Being a buyer for many years at Zappos, I figured there was a way I could help support them. That’s really where the idea originated.
The fashion and tech industries tend to be very silo-ed.
We haven’t found anything like this. We haven’t seen anyone else approaching this fashion community building and [merging fashion and technology] in this way.
It helps that we’re approaching it as a community-as-a-startup. That’s where the best innovation comes from, is the cross-pollination of industries. That’s what so great about the speaker series that we do the 3rd week of every month. [Stitch Factory’s speaker series brings together speakers like Jake Bronstein, Founder of Flint and Tinder, and Avery Bloom of Make It Good, for talks about fashion and technology.]
One unexpected side effect is the patterns and sample service we developed. We now have a one-stop shop and are able to offer design and pattern services across a broad range of products. There are a lot of sample houses that only focus on knits or denim or swim. We’re really trying to help in all of those areas. Including for menswear.

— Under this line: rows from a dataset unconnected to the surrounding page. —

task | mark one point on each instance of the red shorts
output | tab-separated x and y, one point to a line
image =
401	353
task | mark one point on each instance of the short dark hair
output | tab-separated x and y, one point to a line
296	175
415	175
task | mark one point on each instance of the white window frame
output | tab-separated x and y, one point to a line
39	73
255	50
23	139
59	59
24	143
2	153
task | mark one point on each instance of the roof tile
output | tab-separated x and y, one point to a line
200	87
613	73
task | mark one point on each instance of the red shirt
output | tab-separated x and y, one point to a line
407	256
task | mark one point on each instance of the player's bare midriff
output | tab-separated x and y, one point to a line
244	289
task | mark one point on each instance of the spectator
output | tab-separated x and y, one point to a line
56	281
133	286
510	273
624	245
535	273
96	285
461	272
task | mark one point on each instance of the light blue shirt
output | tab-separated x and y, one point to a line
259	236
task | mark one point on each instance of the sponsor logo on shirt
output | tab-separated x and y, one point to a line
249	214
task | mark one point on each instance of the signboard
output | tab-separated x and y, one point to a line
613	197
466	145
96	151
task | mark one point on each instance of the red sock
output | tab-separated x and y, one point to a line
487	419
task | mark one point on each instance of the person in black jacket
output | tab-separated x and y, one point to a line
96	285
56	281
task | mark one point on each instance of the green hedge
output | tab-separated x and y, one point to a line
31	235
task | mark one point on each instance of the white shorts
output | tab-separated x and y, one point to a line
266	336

We haven’t done any suits yet, but not because we can’t. So far, we’ve made some bar pants, some trousers, some more casual wear in knit. One of our designers is Urban Munchkinz, who produces menswear on a smaller scale for little boys.
Another thing is that we’re not just an incubator offering space with in-house support. We have an educational aspect as well. From technical designing all the way down to the Pinterest DIY person who wants to create something butt doesn’t know what to do, we do workshops and refreshers and integrate people into the community. We can help people grow and develop mentors. It’s a life cycle – all the way from learning to actually creating and selling.
How many designers do you work with?
[As of August 2013] we’re working with 25 designers. We have 4 in-house designer residents. In our membership tiers, you can have dedicated space – for example, a single-needle is the most common, or you can rent shared space.
How do you get the word out?
It’s all be word of mouth so far. [Meghan] reached out to a few local designers and when Jen came back she reached out to more. Downtown Project is a PR machine in and of itself, so it’s fun to be downtown in this space.
The community here is really a startup city. It’s not insular. The whole community is about co-working and co-creating and cross-pollination. It’s exciting to see everyone working together to help build something. We’re really excited to have the team that we have in place and now to take it to the next step to go out and talk about it and start pulling more resources in.
How has downtown Las Vegas changed?
[Jen:] When I left for 10 months [to work with a startup in Australia] and came back, to see how much it changed was mind-blowing. Each month downtown Las Vegas keeps growing. The first Tuesday every month we have what we call the Lowdown. At the end is a 2 minute tell [where people stand up and talk about new projects]. The amount of new people that keep relocating to downtown Las Vegas is a testimony to what is going on here. People are just coming out.
[Meghan:] We just had a fashion company relocate from Iowa — no funding. They just heard about downtown Las Vegas and loaded up their inventory and came here.